D) In a case where it is interpreted that the meaning of “inter-nam University” includes a person in charge of only the affairs necessary for the operation of the school, such as public relations and planning, as alleged by the Defendant, such interpretation does not comply with the purport of the Higher Education Act that provides for classifying teaching assistants and their employees as well as the purpose of the Higher Education Act that designates fixed-term workers as the name of “inter-Korean teaching assistants,” resulting in opening a way to escape from Article 4(2) of the same Act, which is contrary to the purport of the Fixed-Term Act.

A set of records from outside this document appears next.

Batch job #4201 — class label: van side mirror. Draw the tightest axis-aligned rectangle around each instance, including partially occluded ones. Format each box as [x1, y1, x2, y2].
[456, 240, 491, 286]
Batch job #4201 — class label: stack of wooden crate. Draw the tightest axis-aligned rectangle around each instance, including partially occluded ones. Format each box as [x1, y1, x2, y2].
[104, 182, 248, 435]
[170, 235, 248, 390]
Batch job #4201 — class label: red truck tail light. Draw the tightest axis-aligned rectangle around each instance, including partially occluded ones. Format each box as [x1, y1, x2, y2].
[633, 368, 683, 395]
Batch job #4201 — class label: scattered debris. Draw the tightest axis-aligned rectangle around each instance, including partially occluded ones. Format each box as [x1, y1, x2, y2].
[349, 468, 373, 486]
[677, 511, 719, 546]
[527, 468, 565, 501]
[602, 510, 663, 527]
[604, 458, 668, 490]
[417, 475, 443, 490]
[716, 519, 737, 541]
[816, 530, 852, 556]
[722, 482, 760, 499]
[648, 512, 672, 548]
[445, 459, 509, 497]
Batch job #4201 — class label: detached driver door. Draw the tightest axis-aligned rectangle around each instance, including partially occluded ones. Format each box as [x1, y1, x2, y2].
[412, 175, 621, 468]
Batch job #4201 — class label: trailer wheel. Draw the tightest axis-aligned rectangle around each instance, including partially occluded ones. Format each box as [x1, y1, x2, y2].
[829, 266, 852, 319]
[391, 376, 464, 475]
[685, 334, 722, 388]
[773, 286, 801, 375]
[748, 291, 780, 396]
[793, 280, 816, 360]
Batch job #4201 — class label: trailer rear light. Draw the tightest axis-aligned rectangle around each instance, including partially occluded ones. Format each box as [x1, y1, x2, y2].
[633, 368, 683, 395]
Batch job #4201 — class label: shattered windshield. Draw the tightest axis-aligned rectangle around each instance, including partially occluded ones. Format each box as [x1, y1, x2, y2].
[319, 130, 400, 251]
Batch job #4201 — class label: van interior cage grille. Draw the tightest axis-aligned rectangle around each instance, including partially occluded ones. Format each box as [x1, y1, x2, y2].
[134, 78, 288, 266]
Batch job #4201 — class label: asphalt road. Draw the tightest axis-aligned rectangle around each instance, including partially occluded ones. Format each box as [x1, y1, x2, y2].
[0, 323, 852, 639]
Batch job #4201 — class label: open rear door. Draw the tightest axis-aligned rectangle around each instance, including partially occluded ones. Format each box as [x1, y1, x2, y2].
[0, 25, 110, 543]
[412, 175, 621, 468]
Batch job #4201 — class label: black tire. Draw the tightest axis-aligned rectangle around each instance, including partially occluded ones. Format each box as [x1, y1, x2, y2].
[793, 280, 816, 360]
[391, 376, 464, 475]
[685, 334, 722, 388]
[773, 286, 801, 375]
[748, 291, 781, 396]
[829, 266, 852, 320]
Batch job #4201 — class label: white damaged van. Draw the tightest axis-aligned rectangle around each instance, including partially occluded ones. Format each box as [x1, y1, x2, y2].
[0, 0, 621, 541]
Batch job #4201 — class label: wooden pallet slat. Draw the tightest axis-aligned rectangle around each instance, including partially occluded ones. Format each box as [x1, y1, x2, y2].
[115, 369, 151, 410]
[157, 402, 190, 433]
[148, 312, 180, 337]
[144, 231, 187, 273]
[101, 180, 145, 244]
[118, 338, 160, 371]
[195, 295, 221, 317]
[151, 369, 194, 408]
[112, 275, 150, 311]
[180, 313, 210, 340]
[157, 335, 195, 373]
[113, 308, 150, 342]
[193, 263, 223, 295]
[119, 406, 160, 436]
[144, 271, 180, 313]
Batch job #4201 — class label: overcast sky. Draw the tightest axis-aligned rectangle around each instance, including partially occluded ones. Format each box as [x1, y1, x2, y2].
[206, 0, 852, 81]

In fact, the provision on the appointment of teaching assistants at the previous South Korean University stipulates that the appointment of teaching assistants shall assist in the affairs of education, research and academic affairs (Article 5), and that the teaching assistants shall belong to the department of education (Article 5), but only if recognized by the president, the teaching assistants shall be assigned to each head office, etc. (Article 6), but only 34 of teaching assistants at a graduate school from among 243 teaching assistants belonging to the previous Korean University.
D. Sub-committee
Ultimately, since the Plaintiff had worked as a fixed-term worker for more than two years from March 1, 2008, whose labor contract was renewed as a result of the enforcement of the Fixed-term Employment Act, the Plaintiff shall be deemed an employee who entered into an employment contract without a fixed period of time pursuant to Article 4(2) of the Fixed-term Employment Act at the time of the instant dismissal. Therefore, in order for the Defendant to lawfully dismiss the Plaintiff deemed to have entered into an employment contract without a fixed period of time, there must be a ground for legitimate dismissal, i.e., to the extent that it is impossible to continue the employment relationship under social norms. As seen earlier, the instant dismissal of the Plaintiff merely on the ground that the Defendant is the expiration of the term of the employment contract with the Plaintiff without any justifiable reason is in violation of Article 23(1) of the Labor Standards Act, which is a mandatory provision, and as long as the Defendant
3. Conclusion
If so, the plaintiff's claim of this case is justified, and the conclusion of the judgment of the court of first instance is legitimate, and the defendant's appeal is dismissed as it is without merit. It is so decided as per Disposition.